Some simple thoughts on character coding

Source: Internet
Author: User

In the previous article mentioned in the BOM header, actually involved in the text encoding problem, the BOM header is appearing under Windows with a text editor after writing the file, in accordance with the UTF-8 format to save the file and we are in the editing of PHP script is usually in utf-8 format to save the script file, in this case, We can't find the BOM header. However, if we save PHP script files according to GBK code, we can easily find the existence of BOM head, the reason is simple

We first look at the coding rules of Utf-8, Utf-8 uses dynamic encoding, in fact, in bytes of Unicode (universal code) to do the re-encoding, for 0x00-0x7f between the characters, UTF-8 encoding and ASCII encoding exactly the same. The maximum length of a UTF-8 encoding is 4 bytes. The coding rules of UTF8 can be seen in general.


From the coding rules, we can see that the BOM header 0xEF 0xBB 0xBF conforms to Utf-8 point to a character encoding rules, then if the GBK coding rules to look at the BOM header, we look at, first, we look at GBK coding rules:
"GBK also uses double-byte representation, the overall encoding range is 8140-fefe, the first byte between the 81-fe, the tail byte between 40-fe, culling xx7f a line. A total of 23,940 code positions, a total income of 21,886 Chinese characters and graphic symbols, including Chinese characters (including radicals and components) 21,003, graphic symbols 883. "(source Baidu Encyclopedia);


We select a string with BOM header look at <?xml version, through XXD, we look at the hexadecimal encoding rules as follows EFBB bf3c 3f78 6d6c 2076 6572 7369 6f6e According to UTF8 code, first see E for "1110", indicating This character accounted for 3 bytes, EFBB BF was parsed out, in the look 3, binary is "0011", in line with the ASCII code rules, you can find the 3f corresponding character "<", so go on, according to UTF-8 encoding rules parsing text.


 

If you follow the coding rules of GBK, how do you explain it? According to the preceding rules, EFBB conforms to the GBK decoding rules, corresponding to the Chinese character "Nobelium", then the BF, in the GBK of the first byte range, and 3c is obviously not GBK encoded tail byte range, so actually can not parse out the correct encoding.

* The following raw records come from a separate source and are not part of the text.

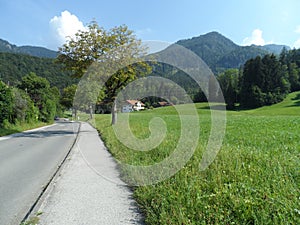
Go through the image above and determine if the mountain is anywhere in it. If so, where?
[254,44,291,55]
[0,52,78,89]
[0,39,57,58]
[176,31,290,73]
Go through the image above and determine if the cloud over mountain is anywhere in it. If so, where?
[49,10,86,49]
[243,29,270,46]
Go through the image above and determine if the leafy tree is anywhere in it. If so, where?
[12,88,39,122]
[287,63,300,92]
[18,73,58,122]
[60,84,77,109]
[57,22,150,124]
[240,54,290,108]
[217,69,239,109]
[0,81,14,127]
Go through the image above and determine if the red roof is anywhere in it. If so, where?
[126,100,145,106]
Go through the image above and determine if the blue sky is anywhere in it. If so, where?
[0,0,300,50]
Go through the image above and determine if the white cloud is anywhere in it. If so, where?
[293,25,300,48]
[135,27,153,39]
[49,11,86,49]
[243,29,267,45]
[295,25,300,34]
[294,39,300,49]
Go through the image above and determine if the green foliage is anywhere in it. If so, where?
[12,88,39,123]
[60,84,77,109]
[217,69,239,109]
[57,22,150,123]
[96,92,300,224]
[0,52,78,90]
[240,55,290,108]
[0,39,57,58]
[0,81,14,127]
[18,73,60,122]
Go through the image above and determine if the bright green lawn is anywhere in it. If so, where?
[96,92,300,224]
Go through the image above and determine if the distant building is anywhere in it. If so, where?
[121,100,145,113]
[158,102,173,107]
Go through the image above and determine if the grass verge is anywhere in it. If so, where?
[96,93,300,224]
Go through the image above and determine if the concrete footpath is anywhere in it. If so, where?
[33,123,143,225]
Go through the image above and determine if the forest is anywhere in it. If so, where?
[0,41,300,127]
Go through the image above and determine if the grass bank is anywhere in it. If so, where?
[95,92,300,224]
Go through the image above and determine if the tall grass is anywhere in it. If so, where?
[96,93,300,224]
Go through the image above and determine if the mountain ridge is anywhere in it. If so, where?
[175,31,290,72]
[0,39,58,58]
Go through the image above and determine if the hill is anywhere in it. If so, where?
[176,31,290,73]
[0,52,76,89]
[0,39,57,58]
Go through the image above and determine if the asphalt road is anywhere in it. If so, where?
[0,122,79,225]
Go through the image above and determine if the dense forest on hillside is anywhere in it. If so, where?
[0,39,58,58]
[0,52,78,90]
[176,32,289,73]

But we have found that if the uniform requires that the code we write is stored according to GBK encoding, the BOM header will not appear.

Second, the encoding of the code stored in PHP and code execution output of the relationship between the encoding

The previous paragraph mentions how the code is stored in what encoding, like utf-8,gbk,utf-16 and so on, but the code needs to perform related operations, such as read and output operations, and this place involves several issues
1, UTF8 encoded stored code read GBK encoded input, according to what kind of situation decoding?
2, UTF8 encoding stored code output string, the output of the string is what kind of encoding?

These two problems, in the experiment found that if the PHP script is UTF8 encoded storage, then it output string, the output string will be UTF8 encoding, if the PHP script is GBK encoded storage, the output string will be GBK string. This, it will explain a problem is. If the PHP script output an XML, he and the XML declaration of Encoding=utf8 or GBK is not related. This encoding just tells the caller what encoding format to decode. So in this place to note that the encoding format of the script store is inconsistent with the XML encoding, it needs to do the transcoding work.


Third, substr in PHP script with the use of the problem

Substr in PHP is mainly used to intercept strings, if the string is English, generally no problem, you can count the number of characters, but if it is Chinese, you need to be very careful, first of all to determine what the input character is what kind of encoding, if it is GBK encoding. Chinese characters are two bytes, and in the case of UTF8 encoding, Chinese characters are 3 to 4 bytes. So judging the input of Chinese characters, it will be very troublesome, if you have to judge, you can try the following steps
1, first convert the input characters into GBK format,
2, from the beginning to read the string, determine whether the byte is greater than 0x7f, if greater than 0x7f, then read two bytes, anyway read a byte.





Some simple thoughts on character coding

Contact Us

The content source of this page is from Internet, which doesn't represent Alibaba Cloud's opinion; products and services mentioned on that page don't have any relationship with Alibaba Cloud. If the content of the page makes you feel confusing, please write us an email, we will handle the problem within 5 days after receiving your email.

If you find any instances of plagiarism from the community, please send an email to: info-contact@alibabacloud.com and provide relevant evidence. A staff member will contact you within 5 working days.

A Free Trial That Lets You Build Big!

Start building with 50+ products and up to 12 months usage for Elastic Compute Service

  • Sales Support

    1 on 1 presale consultation

  • After-Sales Support

    24/7 Technical Support 6 Free Tickets per Quarter Faster Response

  • Alibaba Cloud offers highly flexible support services tailored to meet your exact needs.